Bir kesinleyici kullanımında, konuşan kişi söylediklerini inanç dünyasına uygun hale getirir. Dolayısıyla konuşan kişi, bir önermenin doğruluğunu veya yanlışlığını savunur.  Dünya düzdür; Sıcak, güneşli bir gün gibi cümleler bu gruba girer. Bu gruba giren edimsel fiiller; beyan et-, ileri sür-, iddia et-, duyur-, bildir-, öngör-, ısrar et-, tespit et-, haber ver-, açıkla-, kestir-, onayla- gibi fiillerdir. Bu gruba cevap ver- veya yanıtla- gibi bir edimselle belirtik olarak veya bu edimseller olmadan yanıtlamanın gerçekleştirildiği ifadeleri de eklemek gerekir.

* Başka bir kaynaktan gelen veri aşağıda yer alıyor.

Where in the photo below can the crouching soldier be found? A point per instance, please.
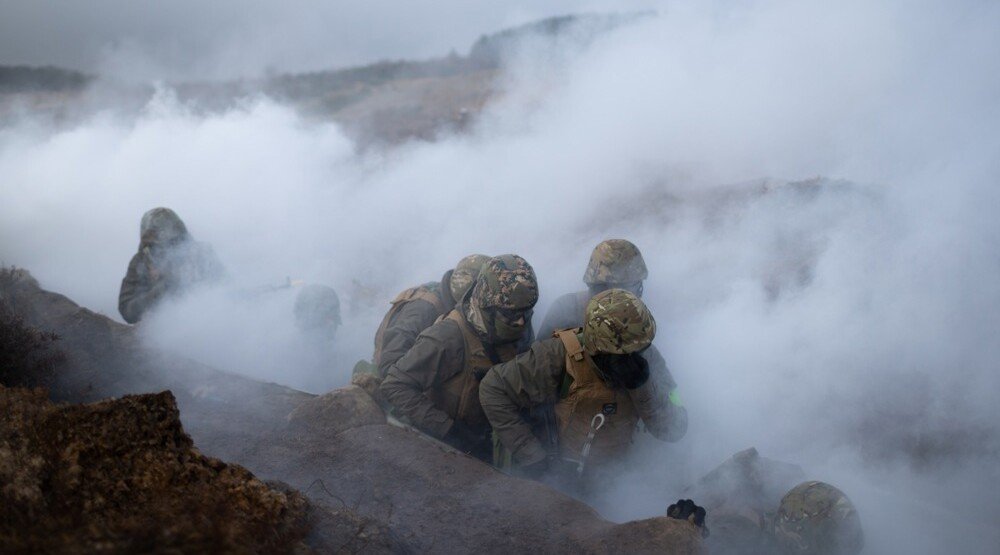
(571, 403)
(168, 261)
(434, 386)
(417, 308)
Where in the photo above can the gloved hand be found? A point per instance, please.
(629, 371)
(685, 509)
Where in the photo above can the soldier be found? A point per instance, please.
(615, 263)
(435, 384)
(317, 311)
(168, 261)
(812, 518)
(583, 392)
(417, 308)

Dışavurucular (expressives):

Üzgünüm, Tebrikler, Teşekkürler, Pardon, Bamyadan nefret ediyorum gibi ifadeler bu gruba girer. Bu tür ifadeleri kullanarak konuşan kişi söylediklerini duygu dünyasına uygunlaştırır. Dolayısıyla konuşan kişi hislerini ya da duygusal tepkilerini ortaya koyar. Bu söz edimlerinin konuşmacının içinde bulunduğu ruhsal durumu ifade etmek yanında toplumsal samimiyet kurallarına veya ilişki işlevine hizmet etme görevi vardır. Bu gruba giren edimsel fiiller; özür dile-, kutla-, üzüntülerini bildir-, taziyede bulun-, teşekkür et-, selam ver-, tebrik et-, şikâyet et- gibi fiillerdir. 

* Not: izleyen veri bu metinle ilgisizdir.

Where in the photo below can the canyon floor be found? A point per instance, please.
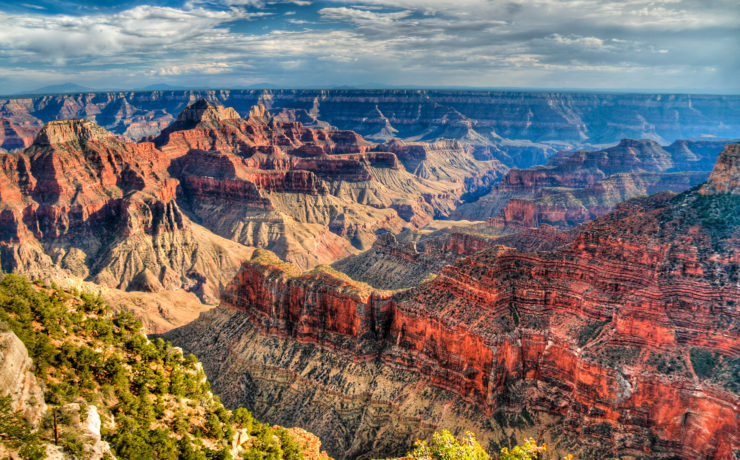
(379, 270)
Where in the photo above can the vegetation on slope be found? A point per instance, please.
(445, 446)
(154, 402)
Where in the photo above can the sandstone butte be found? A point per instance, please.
(170, 220)
(623, 343)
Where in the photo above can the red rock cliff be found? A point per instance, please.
(629, 334)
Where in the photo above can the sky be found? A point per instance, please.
(622, 45)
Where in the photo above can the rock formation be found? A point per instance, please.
(13, 136)
(574, 187)
(623, 343)
(17, 380)
(519, 129)
(181, 212)
(405, 260)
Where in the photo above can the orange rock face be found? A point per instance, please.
(14, 136)
(629, 333)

Yönelticiler (directives):

Dokunma, Kapıyı kapa veya Kapıyı kapatabilir misin? gibi ifadeler bu guruba girer. Yöneltici ifadelerin kullanımında konuşan kişi, dinleyen kişi yoluyla dünyayı söylediklerine uygunlaştırmaya çalışır. Dolayısıyla konuşan kişi, dinleyenden bir şey yapmasını ister. Bu gruba giren edimsel fiiller; emret-, buyur-, dile-, iste-, talep et-, rica et-, tavsiye et-, arz et-, men et- gibi fiillerdir. Bu amaçla başka fiillerin de emir kipiyle kullanılmaları söz konusudur. Leech (1983)’ün, J.R. Searle’ün (1979)’da bahsettiği 5 söz edimi grubu dışında yer verdiği rogative fiillere de bu grupta yer verilebilir. Dolayısıyla bu çalışmada; sor-, soruştur-, talep et- gibi edimsellerle belirtik olarak veya bu edimseller olmadan da sorma ediminin gerçekleştirildiği bir söz edimi grubu olan niyaz edici (rogative) söz edimlerine yönelticiler arasında yer verilmiştir.

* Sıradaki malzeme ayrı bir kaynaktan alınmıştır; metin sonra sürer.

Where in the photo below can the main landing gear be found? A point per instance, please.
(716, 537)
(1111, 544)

Yükleyiciler (commissives):

Konuşan kişinin yükümlük altına girdiği Geri döneceğim; Namusum ve şerefim üzerine ant içerim  gibi ifadeler bu gruba girer. Bir yükleyici kullanımında, konuşan kişi, kendisi yoluyla dünyayı söylediklerine uygunlaştırmaya çalışır. Bu söz edimini gerçekleştiren kişi, kendisinin gelecekte bir şey yapacağını belirtir. Bu gruba giren edimsel fiiller; söz ver-, vaat et-, sun-, karar ver-, tehdit et-, gönüllü ol-, yemin et-, ant iç- gibi fiillerdir.
Konuşurken bu söz edimlerinden en az birini kullanırız.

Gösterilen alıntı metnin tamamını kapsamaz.